Tonya Foster wrote that McKay's poem turned those who were persecuted into heroes and described it as a "call to arms for workers": by using "we" repeatedly, McKay extends his poem to whoever the poem reaches, and it is a nonspecific poem—there are no phrases tying it to a specific group or race—and can apply to any group under attack by "monsters we defy".

=== Structure ===
McKay wrote the poem as a Shakespearean sonnet, using an ABABCDCDEFEF rhyming pattern across three quatrains and ending with a "perfectly rhymed" couplet. The poem begins with eight lines written as conditional sentences (if/then) centered on "the inevitable death" of the subject. The next six lines are a separate section. By having three lines that are broken without any punctuation (three, six, and seven), McKay creates a sense of "immediacy, urgency". The sestet, or final six lines, provides a calmer and "controlled" resolution— each line ends with punctuation. The final line of the poem has two caesuras, or breaks in the phrase.

The scholar Robert A. Lee provided a close reading of the poem in CLA Journal. He noted that "If We Must Die" is structured to develop with imagery. It begins the subject being described as "hogs" who are "hunted" and "penned" by "animals". In the second quatrain, the animals have become "monsters" and the hogs are humanized with "precious" blood and the ability to "defy" the monsters. Here, instead of the hogs being penned, the monsters have been "constrained". In the third, the hogs have developed to "kinsmen" while the dogs are "common". The poem ends with a couplet where the subject is "men" and the monsters are a "murderous, cowardly pack". Those who are oppressed continue to fight although they realize they "must die".

==Legacy==
Henry Cabot Lodge, a Republican member of the United States Senate from Massachusetts, is sometimes reported to have read read the poem to the United States Congress in 1919. Lodge allegedly intended the poem to serve as an example of "black radicalism". However, the scholar Lee M. Jenkins found no such reference.

Winston Churchill allegedly read the poem without attribution to the US Congress and later during The Blitz in World War II. Melvin B. Tolson wrote in a review of McKay's anthologized poetry that "[d]uring the last world war, Sir Winston Churchill snatched Claude McKay's poem 'If We Must Die', from the closet of the Harlem Renaissance, and paraded it before the House of Commons, as if it were the talismanic uniform of His Majesty's field marshal". Jenkins considers it unlikely Churchill actually read the poem to Congress and found no evidence that he ever quoted it.

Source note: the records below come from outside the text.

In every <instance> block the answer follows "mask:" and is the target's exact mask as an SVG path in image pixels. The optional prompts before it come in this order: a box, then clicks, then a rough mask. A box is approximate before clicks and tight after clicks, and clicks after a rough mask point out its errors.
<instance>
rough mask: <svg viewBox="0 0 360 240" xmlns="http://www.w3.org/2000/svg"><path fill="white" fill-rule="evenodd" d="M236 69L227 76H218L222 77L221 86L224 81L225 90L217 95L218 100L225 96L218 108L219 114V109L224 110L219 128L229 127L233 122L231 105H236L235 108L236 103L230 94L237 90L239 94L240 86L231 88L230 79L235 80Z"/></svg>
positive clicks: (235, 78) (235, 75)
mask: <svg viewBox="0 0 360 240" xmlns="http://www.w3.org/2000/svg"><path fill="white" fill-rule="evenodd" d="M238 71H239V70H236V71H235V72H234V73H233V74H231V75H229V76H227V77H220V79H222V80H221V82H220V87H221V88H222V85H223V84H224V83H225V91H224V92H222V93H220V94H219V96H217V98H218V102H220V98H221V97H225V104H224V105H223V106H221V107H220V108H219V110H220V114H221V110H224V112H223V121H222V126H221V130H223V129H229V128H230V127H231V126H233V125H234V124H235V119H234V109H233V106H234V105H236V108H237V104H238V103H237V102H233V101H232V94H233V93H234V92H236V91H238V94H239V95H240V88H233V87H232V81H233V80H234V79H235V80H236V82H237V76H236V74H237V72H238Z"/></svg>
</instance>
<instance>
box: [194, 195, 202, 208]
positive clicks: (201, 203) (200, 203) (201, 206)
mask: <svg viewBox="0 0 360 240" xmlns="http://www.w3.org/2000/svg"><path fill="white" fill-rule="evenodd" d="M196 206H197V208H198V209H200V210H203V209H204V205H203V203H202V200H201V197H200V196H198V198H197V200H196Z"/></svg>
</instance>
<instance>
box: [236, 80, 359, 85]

Prisoners during the 1971 Attica Prison riot allegedly passed the poem's text around.

The poem was recited in the film August 28: A Day in the Life of a People, which debuted at the opening of the Smithsonian's National Museum of African American History and Culture in 2016.

Eric Robert Taylor wrote a book about insurrections during the Atlantic slave trade and titled it If We Must Die after the poem.